Growth companies typically turn to venture capital investment. Venture capital is more freely available in the US and China than Europe, however. That can hinder the growth of European companies or result in their purchase by bigger companies from outside Europe. “Venture capital is growing in Germany,” says Frederic Klohe, a loan officer at the European Investment Bank. “But it’s not enough. So you get a brain drain.”
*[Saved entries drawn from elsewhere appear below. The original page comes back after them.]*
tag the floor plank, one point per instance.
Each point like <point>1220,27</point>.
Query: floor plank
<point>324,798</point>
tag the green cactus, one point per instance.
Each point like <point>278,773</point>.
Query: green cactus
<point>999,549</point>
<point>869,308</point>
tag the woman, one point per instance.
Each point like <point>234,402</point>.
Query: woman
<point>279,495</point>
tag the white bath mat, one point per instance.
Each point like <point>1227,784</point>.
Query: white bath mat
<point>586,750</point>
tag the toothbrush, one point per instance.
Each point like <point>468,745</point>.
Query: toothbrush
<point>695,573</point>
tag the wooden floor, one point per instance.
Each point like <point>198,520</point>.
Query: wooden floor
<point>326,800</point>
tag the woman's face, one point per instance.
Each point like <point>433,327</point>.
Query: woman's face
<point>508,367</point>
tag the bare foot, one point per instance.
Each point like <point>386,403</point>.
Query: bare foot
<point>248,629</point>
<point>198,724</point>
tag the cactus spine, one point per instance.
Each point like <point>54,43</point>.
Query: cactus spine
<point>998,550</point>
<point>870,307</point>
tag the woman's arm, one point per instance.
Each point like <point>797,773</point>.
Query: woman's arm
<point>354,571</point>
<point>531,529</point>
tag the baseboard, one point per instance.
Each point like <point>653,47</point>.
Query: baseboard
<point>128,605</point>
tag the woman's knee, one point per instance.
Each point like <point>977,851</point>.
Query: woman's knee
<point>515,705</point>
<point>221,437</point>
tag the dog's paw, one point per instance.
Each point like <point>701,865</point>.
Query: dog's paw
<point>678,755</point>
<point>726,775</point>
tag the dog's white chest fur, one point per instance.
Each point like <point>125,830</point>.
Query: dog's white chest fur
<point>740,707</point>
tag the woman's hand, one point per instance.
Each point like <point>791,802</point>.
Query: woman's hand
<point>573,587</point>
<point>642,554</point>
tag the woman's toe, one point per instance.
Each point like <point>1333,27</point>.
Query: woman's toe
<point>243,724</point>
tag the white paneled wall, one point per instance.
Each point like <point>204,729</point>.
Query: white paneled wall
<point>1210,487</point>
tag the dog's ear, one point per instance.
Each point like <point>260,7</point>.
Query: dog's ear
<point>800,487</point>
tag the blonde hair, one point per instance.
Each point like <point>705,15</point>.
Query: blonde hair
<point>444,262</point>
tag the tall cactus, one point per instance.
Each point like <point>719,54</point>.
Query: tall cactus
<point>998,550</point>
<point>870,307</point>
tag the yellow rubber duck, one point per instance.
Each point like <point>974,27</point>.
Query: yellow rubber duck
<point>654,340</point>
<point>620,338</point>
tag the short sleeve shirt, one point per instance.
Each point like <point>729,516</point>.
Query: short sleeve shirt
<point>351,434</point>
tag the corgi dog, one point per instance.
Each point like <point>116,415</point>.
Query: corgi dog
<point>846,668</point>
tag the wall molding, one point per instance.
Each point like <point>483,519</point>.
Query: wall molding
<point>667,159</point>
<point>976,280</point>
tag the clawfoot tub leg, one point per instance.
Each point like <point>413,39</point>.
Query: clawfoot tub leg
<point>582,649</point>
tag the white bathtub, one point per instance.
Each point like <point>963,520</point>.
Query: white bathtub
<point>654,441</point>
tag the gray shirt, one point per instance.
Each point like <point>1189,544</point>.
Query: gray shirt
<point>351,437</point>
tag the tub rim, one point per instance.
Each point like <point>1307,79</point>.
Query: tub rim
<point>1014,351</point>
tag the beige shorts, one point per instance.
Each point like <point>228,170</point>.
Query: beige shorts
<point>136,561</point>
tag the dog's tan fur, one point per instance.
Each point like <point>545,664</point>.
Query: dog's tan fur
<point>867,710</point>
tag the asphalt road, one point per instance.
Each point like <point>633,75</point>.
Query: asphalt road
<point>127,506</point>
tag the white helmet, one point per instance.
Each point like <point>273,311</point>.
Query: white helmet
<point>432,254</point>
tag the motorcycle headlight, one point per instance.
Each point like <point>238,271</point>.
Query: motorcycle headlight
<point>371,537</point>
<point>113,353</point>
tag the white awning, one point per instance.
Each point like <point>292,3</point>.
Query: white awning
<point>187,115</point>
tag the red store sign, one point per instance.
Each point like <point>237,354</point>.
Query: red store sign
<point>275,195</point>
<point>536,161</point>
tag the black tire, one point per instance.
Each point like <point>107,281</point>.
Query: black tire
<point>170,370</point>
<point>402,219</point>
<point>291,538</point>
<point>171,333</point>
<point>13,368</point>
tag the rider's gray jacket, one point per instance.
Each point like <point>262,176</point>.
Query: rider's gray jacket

That’s why the European Investment Bank invested €50 million in Wachstumsfonds Bayern 2 in March 2021. It’s an unusual project for the EU bank, where equity investments are typically done through its small business subsidiary, the European Investment Fund. However, the Bank had done a similar €50 million deal in 2019 with Coparion, a public venture capital fund backed by Germany and its national promotional bank, KfW, and was able to repeat the feat in Bavaria thanks to the backing of the European Fund for Strategic Investments, which increases the risk the EIB can take due to a guarantee from the EU budget.

“This type of investment boosts the entrepreneurial spirit that is essential for a strong economy and which, in Germany, is lagging behind,” says Michael Raschke, who heads the EIB’s investment unit for German banks. “It’s a very good thing for us to support.”

The second Wachstumsfonds Bayern follows a previous fund of the same name that invested €70 million in 23 start-ups over five years, mobilising more than €350 million of private financing.

>@OroraTech
© OroraTech

Shoe-box satellites and Bavaria venture capital fund

The investment comes at a good time for OroraTech. The company rolled out its product just as COVID-19 hit the European economy. Even so, OroraTech was able to recruit new customers online in Australia, South America and Canada. But it can now move to the next stage of its development.

So far, OroraTech has used public data from NASA and European Space Agency satellites in its proprietary software. In January 2022, it will launch the first of its own CubeSats. “Our own satellites are the key to complete our product by providing more data to our customers,” says CEO Grübler. In five to 10 years, OroraTech aims to have a network of 100 to 200 satellites capable of taking a full picture of the surface of the earth at least every half hour.

The satellites will measure the temperature of the surface of the earth at a very high resolution. With so many wildfires caused by global warming, this has important environmental implications. For example, wildfires cause 10% of global carbon dioxide emissions each year. But there are health and economic ramifications, too. Wildfire emissions release pathogens that kill 300 000 people every year. The insured damages from wildfires costs €20 billion annually.

“Our company is very important to us. But we’re working on something that’s very important to everyone,” says Grübler. “To look after the planet.”